そんな二人を見ながら、新婦は笑みを零した。
「さぁ、新郎と男たちは部屋を出ていってもらいましょうか?」
黒の留袖を着た歳をとった女性にそう云われ、樹里と昌平は控え室を出ていった。
「母様……」
新婦は不安な表情を浮かべながら、女性を見た。
「大丈夫ですよ。今日のあなたはとても素晴らしいほど美しいです」
そう云われ、新婦は天井を仰いだ。
「……このまま、樹里さんを騙してていいんでしょうか?」
その言葉に女性は目を細める。
「あなたがあの方を選んだのです。
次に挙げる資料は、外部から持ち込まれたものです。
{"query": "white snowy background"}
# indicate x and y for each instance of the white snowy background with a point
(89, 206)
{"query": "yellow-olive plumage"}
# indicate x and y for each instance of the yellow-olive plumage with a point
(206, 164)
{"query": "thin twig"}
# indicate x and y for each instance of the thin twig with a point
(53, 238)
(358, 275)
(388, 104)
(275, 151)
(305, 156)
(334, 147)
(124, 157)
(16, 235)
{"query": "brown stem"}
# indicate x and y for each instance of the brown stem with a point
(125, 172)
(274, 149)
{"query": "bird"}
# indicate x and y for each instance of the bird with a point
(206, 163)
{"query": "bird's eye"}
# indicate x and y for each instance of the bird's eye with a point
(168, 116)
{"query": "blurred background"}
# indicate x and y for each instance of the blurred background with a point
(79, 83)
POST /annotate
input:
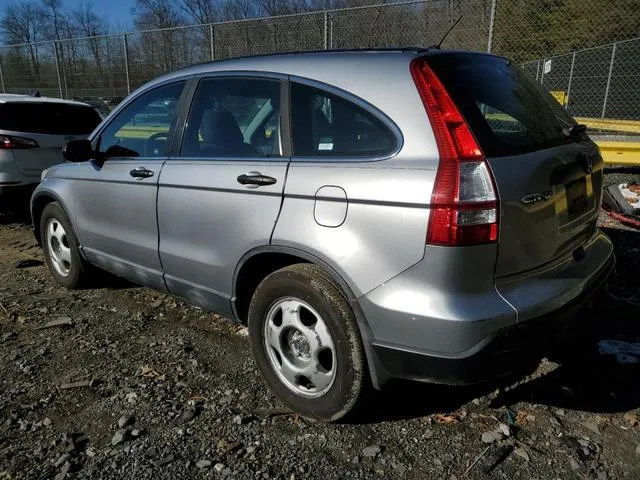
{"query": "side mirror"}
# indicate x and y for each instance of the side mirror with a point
(78, 151)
また樹里さんがあなたを選んだのも、彼が決めたこと…… 私がとやかく口を出すことではありません」
女性は鏡に映る新婦の表情を見た。
「私たちが人間と交わることは本来許されないこと…… ですが、そのルールを破るのもまたあなたが決めること」
「母様は怒らないのですか?」
そう新婦が云うや、女性は静かに目を閉じた。
「先程も云いましたよね? 美咲…… 誰かを好きになることに、誰かと付き合うことに、そしてその人と結婚することを決めるのはあなただと…… 娘の結婚を許さない親がいますか? それがたとえ赦されないことであっても―― あなたの運命を私が決められるわけがありません」
女性は新婦……美咲の肩を軽く叩いた。
「不安なのはわかります。ですがそれを見せないのもあなたの役目なのですよ」
そう云われ、美咲は深く深呼吸をした。